Comparison with LASR  (Yang et al., 2021a). While the rendering in the original viewpoint looks convincing, the shape produced by LASR is distorted and does not resemble the actual shape of a horse. Since our method trains on multiple sequences it can learn a consistent shape

Fig. 7
figure 7

Ablation studies. We train our model without some of the key components and plot the distribution of the predicted poses. Without 2-view ambiguity resolution or symmetry constraint, the pose prediction collapses. Video training and learning a shape prior also help improve the poses and shapes

On Horse Video Dataset

For horses, we compare qualitatively with LASR (Yang et al., 2021a) in Fig. 6, which is an optimization-based method for single video sequences. While their reconstruction appears to be convincing in the original viewpoint, the actual mesh often does not resemble the shape of a horse. Running LASR on such a sequence takes over four hours.

4.4 Ablation and Analysis

We ablate the different components of our method quantitatively on our toy bird dataset in Table 4 and Fig. 7. We find that all components are necessary for the final performance. The pose distribution in Table 4 shows that the model only learns the full 360-degree (azimuth) view of the object when all components are active. Especially the two-view-ambiguity resolution and the shape symmetry are important to learn the pose while video training helps to discover the backside of the object. Without a good pose prediction the reconstructions look reasonable in the input view, reveal to be degenerate from other directions.

The model without symmetry produces unrealistic shapes indicating that symmetry is a useful prior, even when learning deformable shapes. Similarly, the shape prior is important to discover fine details (e.g. beak and tail) that are not visible in every image. The full model predicts a full range of viewpoints (Fig. 7) and the most consistent shape (Table 4).

Table 4 Ablation studies with 3D toy bird scans

We train another model without the learned category prior shape, predicting individual shapes for each bird.
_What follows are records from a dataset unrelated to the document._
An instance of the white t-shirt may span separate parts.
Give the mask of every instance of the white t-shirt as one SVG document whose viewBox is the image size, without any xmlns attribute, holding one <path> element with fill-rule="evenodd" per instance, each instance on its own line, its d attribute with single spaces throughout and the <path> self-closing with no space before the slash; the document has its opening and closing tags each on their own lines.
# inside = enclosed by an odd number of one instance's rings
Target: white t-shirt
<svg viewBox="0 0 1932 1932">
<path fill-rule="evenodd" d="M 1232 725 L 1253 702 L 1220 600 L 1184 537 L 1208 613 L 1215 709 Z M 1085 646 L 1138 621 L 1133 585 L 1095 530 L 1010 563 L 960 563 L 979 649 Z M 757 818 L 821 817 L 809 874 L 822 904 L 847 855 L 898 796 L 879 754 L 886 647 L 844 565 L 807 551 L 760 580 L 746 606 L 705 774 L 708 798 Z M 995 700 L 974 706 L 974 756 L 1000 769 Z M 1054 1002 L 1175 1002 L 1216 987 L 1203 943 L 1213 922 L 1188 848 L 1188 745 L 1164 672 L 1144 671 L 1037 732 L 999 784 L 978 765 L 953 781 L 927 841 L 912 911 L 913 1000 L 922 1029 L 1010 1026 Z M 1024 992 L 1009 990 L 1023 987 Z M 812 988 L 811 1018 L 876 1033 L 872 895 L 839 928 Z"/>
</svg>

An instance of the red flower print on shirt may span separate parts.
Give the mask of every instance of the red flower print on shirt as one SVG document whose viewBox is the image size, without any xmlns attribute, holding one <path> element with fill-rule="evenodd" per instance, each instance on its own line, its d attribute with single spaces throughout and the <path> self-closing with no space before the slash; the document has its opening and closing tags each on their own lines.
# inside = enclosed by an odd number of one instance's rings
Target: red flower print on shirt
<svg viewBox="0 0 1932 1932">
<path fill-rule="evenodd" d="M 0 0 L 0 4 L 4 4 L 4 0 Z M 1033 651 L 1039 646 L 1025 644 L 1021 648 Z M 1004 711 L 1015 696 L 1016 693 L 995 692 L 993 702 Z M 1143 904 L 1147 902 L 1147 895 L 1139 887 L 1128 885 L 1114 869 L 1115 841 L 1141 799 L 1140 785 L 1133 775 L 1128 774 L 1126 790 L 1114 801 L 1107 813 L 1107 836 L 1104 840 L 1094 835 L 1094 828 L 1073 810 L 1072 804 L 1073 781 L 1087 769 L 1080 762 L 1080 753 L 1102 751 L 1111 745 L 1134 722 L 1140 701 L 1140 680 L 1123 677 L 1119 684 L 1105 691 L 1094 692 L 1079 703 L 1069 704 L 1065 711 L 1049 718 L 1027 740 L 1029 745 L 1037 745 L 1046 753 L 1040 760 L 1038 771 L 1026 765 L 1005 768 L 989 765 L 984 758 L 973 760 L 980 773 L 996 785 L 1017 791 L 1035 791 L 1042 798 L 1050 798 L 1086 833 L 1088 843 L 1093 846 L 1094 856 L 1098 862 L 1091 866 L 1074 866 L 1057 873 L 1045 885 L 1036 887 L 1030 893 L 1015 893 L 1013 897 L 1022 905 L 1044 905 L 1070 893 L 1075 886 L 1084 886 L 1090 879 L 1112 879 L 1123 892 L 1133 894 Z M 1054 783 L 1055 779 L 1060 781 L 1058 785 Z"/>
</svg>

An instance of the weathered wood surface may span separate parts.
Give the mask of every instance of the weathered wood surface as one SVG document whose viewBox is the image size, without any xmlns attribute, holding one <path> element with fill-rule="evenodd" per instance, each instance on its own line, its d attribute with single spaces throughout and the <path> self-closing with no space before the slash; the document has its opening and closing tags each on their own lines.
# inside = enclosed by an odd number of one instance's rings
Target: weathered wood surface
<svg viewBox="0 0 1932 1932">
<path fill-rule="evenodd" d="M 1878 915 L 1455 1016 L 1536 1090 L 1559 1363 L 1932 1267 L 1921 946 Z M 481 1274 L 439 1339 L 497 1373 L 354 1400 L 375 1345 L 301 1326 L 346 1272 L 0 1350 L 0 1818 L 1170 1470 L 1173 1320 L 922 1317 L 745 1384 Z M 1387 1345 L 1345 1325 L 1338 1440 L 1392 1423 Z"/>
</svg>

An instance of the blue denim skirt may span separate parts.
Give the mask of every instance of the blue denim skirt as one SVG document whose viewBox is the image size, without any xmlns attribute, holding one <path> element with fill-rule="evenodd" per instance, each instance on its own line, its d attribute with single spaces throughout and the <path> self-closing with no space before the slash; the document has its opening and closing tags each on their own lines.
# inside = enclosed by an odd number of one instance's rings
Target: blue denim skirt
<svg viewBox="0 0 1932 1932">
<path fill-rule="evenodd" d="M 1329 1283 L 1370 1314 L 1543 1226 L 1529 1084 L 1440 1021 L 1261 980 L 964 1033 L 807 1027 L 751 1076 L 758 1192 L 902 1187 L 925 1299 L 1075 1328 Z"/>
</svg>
The resulting reconstructions are inconsistent across different instances, shown in Fig. 7. This suggests that the full model is able to leverage shape prior of the whole category, which is a major benefit of learning in a reconstruction pipeline.

5 Limitations and Future Work

Our method still requires segmentation masks obtained from the off-the shelf model as supervision for training. Moreover, their quality affects the fidelity of our reconstructions. Thus, similar to comparable methods, our reconstructions do not capture fine details well, such as legs and the beak. The texture prediction sometimes results in low quality reconstructions especially when the input image is affected by motion blur. Currently, the predicted mesh is deformed from a sphere with fixed topology. Moreover, we have to handcraft a structure for various types of animals, for example different structures for horses (quadrupeds) and birds. How to automatically discover plausible bone structures is also an interesting question to explore for future work.

6 Conclusions

We have presented a method to learn articulated 3D representations of deformable objects from monocular videos without explicit geometric supervision, such as keypoints, viewpoint or template shapes. The resulting 3D meshes are temporally consistent and can be animated. The method can be trained from videos and only needs off-the-shelf object detection and optical flow models for preprocessing. For reproducibility, comparison and benchmarking, the dataset, code and models will be released with the paper.